As of v1.3.7 (June 2018), we have added a new 4K VMAF model at model/vmaf_4k_v0.6.1.json, which predicts the subjective quality of video displayed on a 4KTV and viewed from the distance of 1.5 times the height of the display device (1.5H). Again, this model is trained with subjective data collected in a lab experiment, using the ACR methodology (notice that it uses the original 5-level discrete scale instead of the continuous scale). The viewing distance of 1.5H is the critical distance for a human subject to appreciate the quality of 4K content (see recommendation). More details can be found in this slide deck.

To invoke this model, specify the model path using the --model option. For example:

./run_vmaf yuv420p 3840 2160 \
    ref_path \
    dis_path \
    --model model/vmaf_4k_v0.6.1.json

Disabling Enhancement Gain (NEG mode)

For comparing encoders, VMAF offers a special mode, called No Enhancement Gain. This is described in the following blog post:

One unique feature about VMAF that differentiates it from traditional metrics such as PSNR and SSIM is that VMAF can capture the visual gain from image enhancement operations, which aim to improve the subjective quality perceived by viewers. (…) However, in codec evaluation, it is often desirable to measure the gain achievable from compression without taking into account the gain from image enhancement during pre-processing.
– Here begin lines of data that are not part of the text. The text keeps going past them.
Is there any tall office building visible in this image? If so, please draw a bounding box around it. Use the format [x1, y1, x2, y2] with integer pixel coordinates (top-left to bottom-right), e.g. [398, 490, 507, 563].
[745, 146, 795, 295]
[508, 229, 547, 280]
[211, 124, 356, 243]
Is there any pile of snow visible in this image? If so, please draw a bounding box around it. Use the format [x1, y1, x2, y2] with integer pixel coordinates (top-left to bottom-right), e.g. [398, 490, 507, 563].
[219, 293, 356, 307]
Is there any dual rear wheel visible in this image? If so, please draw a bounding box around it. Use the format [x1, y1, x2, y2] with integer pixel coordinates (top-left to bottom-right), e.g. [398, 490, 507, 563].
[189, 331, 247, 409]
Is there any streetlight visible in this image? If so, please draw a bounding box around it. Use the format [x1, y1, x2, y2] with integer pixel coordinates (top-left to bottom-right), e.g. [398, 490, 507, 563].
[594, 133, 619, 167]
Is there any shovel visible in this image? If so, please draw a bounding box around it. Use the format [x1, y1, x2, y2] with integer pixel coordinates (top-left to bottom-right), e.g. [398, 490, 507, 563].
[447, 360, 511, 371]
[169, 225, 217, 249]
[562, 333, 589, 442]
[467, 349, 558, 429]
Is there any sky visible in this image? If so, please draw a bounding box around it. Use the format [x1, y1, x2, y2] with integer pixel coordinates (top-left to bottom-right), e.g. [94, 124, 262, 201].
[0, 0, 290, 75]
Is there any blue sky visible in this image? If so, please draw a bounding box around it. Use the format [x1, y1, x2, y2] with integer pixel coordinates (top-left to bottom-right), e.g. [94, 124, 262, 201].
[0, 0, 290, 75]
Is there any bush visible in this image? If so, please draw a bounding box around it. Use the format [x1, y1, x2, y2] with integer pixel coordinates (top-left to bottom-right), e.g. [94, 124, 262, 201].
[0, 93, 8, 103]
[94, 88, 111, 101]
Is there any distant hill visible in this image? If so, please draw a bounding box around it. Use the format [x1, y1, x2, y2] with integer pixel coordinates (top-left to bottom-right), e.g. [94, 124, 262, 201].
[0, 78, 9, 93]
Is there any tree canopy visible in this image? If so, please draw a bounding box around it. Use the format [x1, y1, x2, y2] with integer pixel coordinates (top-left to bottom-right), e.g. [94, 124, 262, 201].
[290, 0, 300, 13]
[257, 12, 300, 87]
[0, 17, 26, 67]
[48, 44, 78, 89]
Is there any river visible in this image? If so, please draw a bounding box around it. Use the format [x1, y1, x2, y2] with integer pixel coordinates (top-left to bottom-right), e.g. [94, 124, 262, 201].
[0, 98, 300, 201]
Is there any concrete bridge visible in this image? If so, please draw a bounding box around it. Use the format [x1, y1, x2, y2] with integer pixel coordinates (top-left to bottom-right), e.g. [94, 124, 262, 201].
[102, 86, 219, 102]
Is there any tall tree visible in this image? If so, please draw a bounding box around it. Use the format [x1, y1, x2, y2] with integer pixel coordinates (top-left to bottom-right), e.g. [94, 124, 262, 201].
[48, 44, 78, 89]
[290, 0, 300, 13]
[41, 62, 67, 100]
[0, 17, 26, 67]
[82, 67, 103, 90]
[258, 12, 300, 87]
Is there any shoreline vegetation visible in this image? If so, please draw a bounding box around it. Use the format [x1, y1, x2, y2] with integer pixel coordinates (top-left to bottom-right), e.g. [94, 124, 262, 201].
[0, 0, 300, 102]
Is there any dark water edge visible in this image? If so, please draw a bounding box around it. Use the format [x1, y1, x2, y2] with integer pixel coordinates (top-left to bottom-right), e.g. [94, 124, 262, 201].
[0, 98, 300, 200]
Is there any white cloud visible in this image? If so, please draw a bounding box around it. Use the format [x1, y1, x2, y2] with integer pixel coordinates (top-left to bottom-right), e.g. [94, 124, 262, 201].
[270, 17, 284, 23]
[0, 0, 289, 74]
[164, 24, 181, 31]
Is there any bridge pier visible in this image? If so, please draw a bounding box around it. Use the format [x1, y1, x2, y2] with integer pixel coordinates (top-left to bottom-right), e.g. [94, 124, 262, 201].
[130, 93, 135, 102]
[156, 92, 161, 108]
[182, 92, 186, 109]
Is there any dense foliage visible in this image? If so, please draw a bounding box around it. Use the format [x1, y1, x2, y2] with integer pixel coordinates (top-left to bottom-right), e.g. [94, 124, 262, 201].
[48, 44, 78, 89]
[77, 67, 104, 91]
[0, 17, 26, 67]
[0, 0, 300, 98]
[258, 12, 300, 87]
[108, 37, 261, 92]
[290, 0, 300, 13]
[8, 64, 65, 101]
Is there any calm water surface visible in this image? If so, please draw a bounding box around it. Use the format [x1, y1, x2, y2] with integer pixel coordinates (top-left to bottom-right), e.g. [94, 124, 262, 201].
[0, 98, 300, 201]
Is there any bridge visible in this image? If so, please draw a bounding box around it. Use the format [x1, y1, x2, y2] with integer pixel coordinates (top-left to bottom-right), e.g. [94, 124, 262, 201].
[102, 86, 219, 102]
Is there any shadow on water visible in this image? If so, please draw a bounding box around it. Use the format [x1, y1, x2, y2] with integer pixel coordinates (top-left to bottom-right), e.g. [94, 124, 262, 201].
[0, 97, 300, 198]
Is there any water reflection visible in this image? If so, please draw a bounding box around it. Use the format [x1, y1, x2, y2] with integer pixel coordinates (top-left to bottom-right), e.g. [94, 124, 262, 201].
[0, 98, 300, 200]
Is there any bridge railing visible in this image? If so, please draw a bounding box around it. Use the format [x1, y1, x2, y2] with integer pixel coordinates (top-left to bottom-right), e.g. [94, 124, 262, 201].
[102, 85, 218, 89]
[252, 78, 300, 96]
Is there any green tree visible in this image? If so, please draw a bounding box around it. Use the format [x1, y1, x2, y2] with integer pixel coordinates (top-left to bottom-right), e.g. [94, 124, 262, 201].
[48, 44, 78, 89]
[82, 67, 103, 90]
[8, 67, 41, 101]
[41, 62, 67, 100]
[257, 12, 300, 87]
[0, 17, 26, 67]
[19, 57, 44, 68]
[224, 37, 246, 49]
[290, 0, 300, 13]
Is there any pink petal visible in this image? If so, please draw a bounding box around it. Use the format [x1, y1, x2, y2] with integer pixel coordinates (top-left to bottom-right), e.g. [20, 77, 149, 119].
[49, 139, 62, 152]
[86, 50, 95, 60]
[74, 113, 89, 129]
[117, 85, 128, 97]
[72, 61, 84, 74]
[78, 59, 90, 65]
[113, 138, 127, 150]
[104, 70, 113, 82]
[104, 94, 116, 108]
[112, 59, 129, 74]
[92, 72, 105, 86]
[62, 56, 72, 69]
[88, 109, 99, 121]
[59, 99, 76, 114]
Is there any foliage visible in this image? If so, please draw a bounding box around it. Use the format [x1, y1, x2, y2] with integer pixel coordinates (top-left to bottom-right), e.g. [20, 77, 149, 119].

To disable enhancement gain, use the versions of the model files ending with neg.

More details on the reasoning behind NEG have been shared in this tech memo. A high-level overview can be found in this slide deck.

What are the Differences between Individual Models?

There are no material differences comparing 0.6.2 and 0.6.3 to 0.6.1.

0.6.2 and 0.6.3 were retrained later on the same dataset with the same hyperparameters, but based on the elementary features that have been slightly improved.

The models 0.6.2 and 0.6.3 also come with a way to compute the prediction confidence interval based on bootstrapping.